Merck is paying a whopping $24.50 per share, all in cash, for the rights to Idenix —a more than 230 percent premium to the company's $7.34 per share closing price on Friday. Both companies' boards have approved the deal, which is expected to close in the third quarter.
The deal marks an outcome that wouldn't have seemed possible only a couple of years ago. Idenix is one of a number of companies trying to whip up drugs that would be part of all-oral cocktail regimens for hepatitis C, which are replacing interferon-based therapies. But in August 2012, the FDA slapped clinical holds on Idenix's two most advanced compounds, IDX184 and IDX19368. Both drug candidates shared certain structural similarities to the drug Bristol-Myers got when it acquired Inhibitex—a drug that was linked with such serious safety concernsin a mid-stage trial that Bristol terminated the study, tossed the compound, andwrote off the Inhibitex deal. Shortly after the Bristol revelation, the FDA put holds on the two Idenix drugs, requesting all sorts of tests to ensure they were safe. Idenix shares were slammed, and the company had to regroup.

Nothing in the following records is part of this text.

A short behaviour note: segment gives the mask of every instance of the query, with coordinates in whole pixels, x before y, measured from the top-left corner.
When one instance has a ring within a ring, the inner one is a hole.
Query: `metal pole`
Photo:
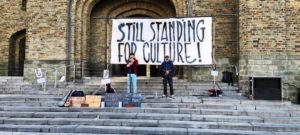
[[[214,22],[215,19],[213,19],[213,22]],[[215,57],[215,51],[216,51],[216,25],[214,23],[212,23],[212,26],[213,26],[213,29],[212,29],[212,32],[213,32],[213,48],[212,48],[212,57],[213,57],[213,64],[217,64],[217,60],[216,60],[216,57]]]
[[[187,1],[187,8],[188,8],[188,17],[191,17],[192,16],[192,11],[193,11],[193,9],[192,9],[192,0],[188,0]],[[189,82],[192,82],[192,75],[193,75],[193,73],[192,73],[192,66],[188,66],[188,72],[189,72],[189,77],[188,77],[188,80],[189,80]]]
[[[82,63],[81,63],[81,77],[83,80],[84,79],[84,61],[82,61]]]
[[[108,19],[105,19],[105,42],[106,42],[106,63],[105,63],[105,68],[108,70],[108,50],[109,50],[109,44],[108,44]]]
[[[216,93],[216,97],[218,96],[218,91],[216,89],[216,76],[214,75],[214,86],[213,86],[215,93]]]
[[[73,65],[73,82],[75,83],[75,77],[76,77],[76,64],[74,63],[74,65]]]
[[[57,67],[54,67],[54,88],[57,88]]]
[[[46,92],[46,87],[47,87],[47,67],[46,67],[46,71],[45,71],[44,92]]]
[[[67,81],[67,65],[65,66],[65,77],[66,77],[66,81]]]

Idenix pivoted, and focused on some other prospects in its pipeline, like IDX-719, a so-called NS5A inhibitor now known as samatasvir, and preclinical drug candidates IDX21437 and IDX21459. Though it would have no shot to be part of the first wave of new hepatitis C therapies—Gilead Sciences, for instance, won FDA approval of sofosbuvir (Sovaldi) last year, and other drugs from AbbVie and Enanta Pharmaceuticals are coming—Idenix hoped to ultimately produce drugs that could be part of regimens for all subsets of hepatitis C patients, and thus compete with the Gileads and AbbVies of the world. (It's also sued Gilead for patent infringement, as has Merck.) Merck, which is developing a group of next-wave hepatitis C drugs of its own, is buying into that strategy today.

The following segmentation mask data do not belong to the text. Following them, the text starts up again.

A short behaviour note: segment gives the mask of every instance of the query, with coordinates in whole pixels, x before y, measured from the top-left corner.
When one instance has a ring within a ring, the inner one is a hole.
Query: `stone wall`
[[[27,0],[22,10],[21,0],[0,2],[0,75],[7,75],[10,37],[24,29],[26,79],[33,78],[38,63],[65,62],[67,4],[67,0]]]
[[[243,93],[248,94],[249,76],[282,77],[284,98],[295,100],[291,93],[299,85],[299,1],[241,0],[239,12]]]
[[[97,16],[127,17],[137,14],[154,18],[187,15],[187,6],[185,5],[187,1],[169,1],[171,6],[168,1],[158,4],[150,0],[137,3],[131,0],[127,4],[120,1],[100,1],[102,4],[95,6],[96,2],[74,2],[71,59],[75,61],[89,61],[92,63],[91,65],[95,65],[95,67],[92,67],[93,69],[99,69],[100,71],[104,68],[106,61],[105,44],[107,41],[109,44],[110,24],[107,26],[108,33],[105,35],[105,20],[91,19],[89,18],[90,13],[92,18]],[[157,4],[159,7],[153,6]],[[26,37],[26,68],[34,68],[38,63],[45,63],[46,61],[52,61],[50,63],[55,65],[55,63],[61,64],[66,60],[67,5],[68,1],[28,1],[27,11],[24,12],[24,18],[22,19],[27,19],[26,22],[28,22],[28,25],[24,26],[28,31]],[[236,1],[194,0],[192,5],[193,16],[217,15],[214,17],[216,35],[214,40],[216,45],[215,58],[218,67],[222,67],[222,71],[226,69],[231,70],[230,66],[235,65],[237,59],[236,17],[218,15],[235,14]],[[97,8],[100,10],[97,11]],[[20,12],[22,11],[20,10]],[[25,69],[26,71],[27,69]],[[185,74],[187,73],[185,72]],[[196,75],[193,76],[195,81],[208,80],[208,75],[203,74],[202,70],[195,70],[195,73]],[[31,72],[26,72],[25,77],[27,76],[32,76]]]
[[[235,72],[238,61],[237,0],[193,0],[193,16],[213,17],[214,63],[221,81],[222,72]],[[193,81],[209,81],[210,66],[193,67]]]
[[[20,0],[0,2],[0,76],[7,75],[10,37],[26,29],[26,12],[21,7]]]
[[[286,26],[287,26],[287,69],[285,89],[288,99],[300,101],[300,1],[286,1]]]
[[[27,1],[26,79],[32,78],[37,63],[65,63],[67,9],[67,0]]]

"Idenix has established a promising portfolio of hepatitis C candidates based on its expertise in nucleoside/nucleotide chemistry and prodrug technologies," said Merck research chief Roger Perlmutter (pictured above), in a statement. "Idenix's investigational hepatitis C candidates complement our promising therapies in development and will help advance our work to develop a highly effective, once-daily, all oral, ribavirin-free, pan-genotypic regimen that has a duration of treatment as short as possible for millions of patients in need around the world."